Going into the final season of the show, Jax Teller is no longer attempting a reinvention of any kind, no longer moving toward legitimacy or structuring a future around his wife or distancing himself from JT’s and Clay’s ideals. It’s all about vengeance now, and Charlie Hunnam portrays Jax as a hollowed-out individual, a perpetual blank stare in his eyes as he does anything from listen to a business deal go down to torture and kill one of Lin’s men.
With Tara’s death comes a reaffirming of Jax’s position at the head of the club, at the head of his other family. With Tara’s death also comes an attempt by Gemma to reaffirm her position as a caring, protective family member who wants what’s best for everyone. “I made choices based on the truth I had,” she tells Juice, and we can see her convincing herself of the moral veracity of her justifications; in reality, though, this toxic environment they’re in will never change, no matter how hard they may try to raise themselves above the fray. In the end, Gemma’s a catalyst for the endless cycle she’s very much a part of, and her history with JT eventually ties in with her actions in the present.
So, Gemma resorts to pinning Tara’s murder on an unsuspecting member of Lin’s crew. It’s another example of innocent people–innocent with regards to this specific crime, at least–getting caught in the web of violence spun by the various factions of Charming. It’s a brutal, unsettling scene, and it shows us a Jax at his lowest level. It’s Jax not doing this out of a sense of honor or respect, but rather out of a sense of personal need, and that makes his appeal to the rest of the club more morally complex in retrospect; he’s preaching brotherhood, but what’s he using the club for? Himself. Not so unlike Clay now, is he?
This foreshadows a season of questioning loyalties, of people like Unser having their loyalty toward supposed friends like Gemma tested. The truth is inevitably bound to surface, and now that SAMCRO’s on shaky ground with the Chinese, not only will the club have to deal with the ramifications, but also will those connected with the club in some way. People may have different end goals–Juice, for example, is trying to get out, in contrast with Wendy trying to get in–but they’re all a part of the cycle. They’re all going to be affected by the actions of the man at the head of that club table.
Ultimately, violence begets violence, and that’s an idea that CCH Pounder’s Tyne Patterson attempts to instill in Jax before he heads out of prison. However, if he should find time for self-reflection, for remembering this message, it’ll already be too late (oh, so Shakespeare). Jax Teller is on a warpath, and he doesn’t care who gets in his way.
-The grade–just an arbitrary letter, really–is essentially a result of the fact that none of this feels new. It’s just all so worn out, predictable, and lacking in energy now, but I’ll still stick with it to the end. What’s maybe a little refreshing about this final season is the seeming simplicity of the plot, though. If the show doesn’t try to do too much, it might be better off. Then again, if it doesn’t get ambitious, it may get stuck in mediocrity.
-Juice has Unser tied up.
-I want Walton Goggins already.
-Montages that involve people doing things and people being violent. Been there, done that. Try to bookend your episodes a little better, Sutter.

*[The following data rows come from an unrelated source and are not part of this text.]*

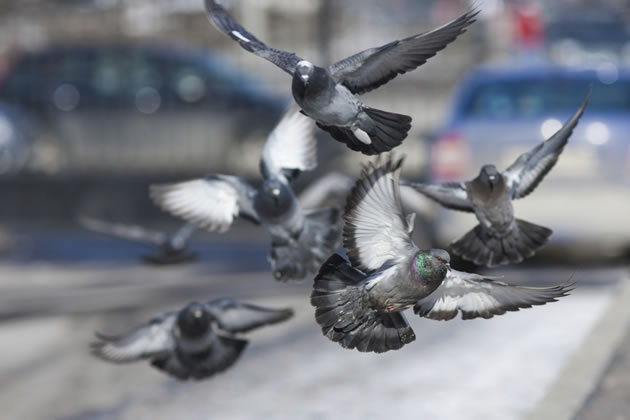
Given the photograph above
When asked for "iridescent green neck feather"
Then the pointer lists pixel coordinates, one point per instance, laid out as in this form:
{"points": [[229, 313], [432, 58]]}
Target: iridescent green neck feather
{"points": [[421, 266]]}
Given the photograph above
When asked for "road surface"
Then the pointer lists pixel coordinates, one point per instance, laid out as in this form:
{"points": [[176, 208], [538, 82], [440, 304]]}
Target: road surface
{"points": [[481, 369]]}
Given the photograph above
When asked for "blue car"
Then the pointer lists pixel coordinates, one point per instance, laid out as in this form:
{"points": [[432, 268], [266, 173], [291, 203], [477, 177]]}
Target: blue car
{"points": [[136, 109], [498, 113]]}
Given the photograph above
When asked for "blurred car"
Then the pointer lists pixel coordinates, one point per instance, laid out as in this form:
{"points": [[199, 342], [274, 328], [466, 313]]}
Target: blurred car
{"points": [[583, 35], [15, 141], [499, 113], [136, 109]]}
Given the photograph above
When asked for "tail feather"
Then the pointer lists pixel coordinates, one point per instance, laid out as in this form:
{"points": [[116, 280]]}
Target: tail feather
{"points": [[319, 238], [343, 312], [390, 129], [483, 248]]}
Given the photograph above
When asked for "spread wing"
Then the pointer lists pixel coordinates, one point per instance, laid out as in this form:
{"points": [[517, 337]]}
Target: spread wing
{"points": [[147, 341], [374, 67], [375, 231], [476, 296], [291, 146], [452, 195], [123, 231], [222, 20], [211, 203], [530, 168], [236, 317]]}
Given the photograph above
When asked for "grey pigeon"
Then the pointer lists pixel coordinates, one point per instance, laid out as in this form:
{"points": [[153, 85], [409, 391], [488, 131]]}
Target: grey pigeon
{"points": [[171, 249], [301, 239], [500, 238], [328, 95], [195, 342], [360, 303]]}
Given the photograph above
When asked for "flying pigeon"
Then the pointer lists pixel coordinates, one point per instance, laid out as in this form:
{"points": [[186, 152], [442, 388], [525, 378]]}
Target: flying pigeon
{"points": [[171, 249], [500, 238], [360, 303], [301, 239], [328, 94], [196, 342]]}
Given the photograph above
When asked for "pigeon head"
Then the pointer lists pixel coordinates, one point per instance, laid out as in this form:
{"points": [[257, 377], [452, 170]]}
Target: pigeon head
{"points": [[430, 266], [304, 71], [490, 176], [194, 320]]}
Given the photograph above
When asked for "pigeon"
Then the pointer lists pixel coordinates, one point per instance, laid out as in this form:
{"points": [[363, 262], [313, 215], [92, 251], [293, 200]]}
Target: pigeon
{"points": [[301, 239], [171, 248], [195, 342], [359, 303], [328, 94], [500, 238]]}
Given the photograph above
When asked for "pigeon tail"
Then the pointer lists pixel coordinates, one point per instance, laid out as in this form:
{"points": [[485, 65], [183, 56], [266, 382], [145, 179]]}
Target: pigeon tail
{"points": [[224, 353], [388, 131], [318, 239], [343, 312], [484, 248]]}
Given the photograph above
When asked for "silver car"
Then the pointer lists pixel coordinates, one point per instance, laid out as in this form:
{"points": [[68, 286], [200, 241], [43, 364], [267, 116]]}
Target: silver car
{"points": [[499, 113]]}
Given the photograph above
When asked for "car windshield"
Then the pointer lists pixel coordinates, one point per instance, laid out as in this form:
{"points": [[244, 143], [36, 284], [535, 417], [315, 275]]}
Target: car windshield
{"points": [[530, 98]]}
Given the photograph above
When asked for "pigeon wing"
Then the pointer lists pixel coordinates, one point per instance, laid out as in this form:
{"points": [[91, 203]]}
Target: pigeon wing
{"points": [[375, 230], [477, 296], [211, 203], [452, 195], [222, 20], [530, 168], [374, 67], [123, 231], [237, 317], [150, 340], [291, 146]]}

-Kurt Sutter is definitely drawing from The Shield here, what with the final scene being reminiscent of the Vic-Guardo scene in early season six. It’s also a similar set up to that scenario, with a person in a position of trust trying to “protect” those around him or her, eventually leading to the death of an innocent. If Sons wants to have a finale anything like that show’s finale, then…well, it won’t, so.
-Wendy: I’m trying to keep a big secret from you, Unser, but would you please look in the closet that contains that big secret? Thanks!
-Marilyn Manson is now a recurring cast member of the final season.
-The CGI during the wheelchair drag scene is terrible.
-I have sex while holding a gun all the time! It’s so fun!
-This will definitely not be getting regular coverage, not only because New Girl and Person of Interest are returning soon, but also because I don’t really take pleasure in writing/have much to say about this show week to week. However, I might drop in around episode 8, and I’ll definitely review the series finale in December. The show is nothing like it was back in season two, but hopefully it remains at least a little entertaining until the end.